The contrast between South Carolina’s men’s and women’s basketball programs has rarely been more visible than it is this season, both in terms of on-court performance and the number of fans actually showing up to watch.
Dawn Staley’s women’s program continues to operate at the highest level in the country. The No. 3-ranked Gamecocks are 27-2 overall, have already clinched the SEC regular-season title, and are chasing a fourth national championship. The men’s program, by contrast, sits at 12-15 and 3-11 in the SEC, is almost certain to miss the NCAA Tournament for a second consecutive year, and has raised serious questions about the future of fourth-year head coach Lamont Paris.
The difference in fan engagement between the two programs was on full display last weekend. The men’s team hosted Mississippi State on Saturday afternoon, with an announced attendance of 10,265. Those who were inside Colonial Life Arena that day would tell you the actual number of bodies in the seats was likely closer to half that figure, as the Gamecocks picked up just their first win in over a month.
Less than 24 hours later, the same arena looked unrecognizable. Following a morning of live ESPN College GameDay coverage broadcast from the court, the women’s team tipped off in front of a capacity crowd officially announced at 18,000 — a figure that appeared to accurately reflect what was happening inside the building. South Carolina went on to win by 37 points.
What the Numbers Actually Show
Announced attendance figures at college basketball games can be misleading, as they typically reflect tickets sold or distributed rather than fans physically present. To get a clearer picture of actual turnout, an open records request was submitted seeking scanned ticket data — a more accurate measure of who genuinely walked through the doors — for all non-conference home games played by both programs.
The findings were telling. The men’s team averaged 4,372 scanned tickets across their ten non-conference home games, compared to an average announced attendance of 10,739 for those same contests — a gap of more than 6,000 per game between the official figure and reality. That announced average is nearly identical to the 10,844 average announced attendance across their seven SEC home games, suggesting the pattern is consistent throughout the season.

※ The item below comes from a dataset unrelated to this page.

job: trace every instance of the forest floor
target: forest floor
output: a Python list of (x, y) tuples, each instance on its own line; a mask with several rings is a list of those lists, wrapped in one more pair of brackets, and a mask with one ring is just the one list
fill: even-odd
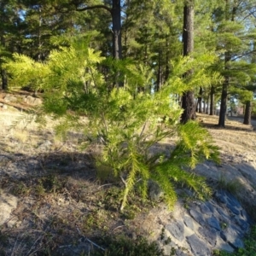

The women’s program drew an average of 7,448 scanned tickets across eight non-conference home games — a number that already surpasses the men’s actual attendance figures by a significant margin. The average announced attendance for those same eight women’s games was 15,778, roughly double the number of fans who actually scanned in.
It is worth noting that the women’s data does not include some of the most highly attended home games of the season — matchups against SEC opponents Ole Miss, Tennessee, and Vanderbilt — which would almost certainly push the averages even higher.
The bottom line is straightforward: more fans are choosing to watch South Carolina women’s basketball than the men’s program, and the gap between the two is substantial by any honest measure of actual arena attendance.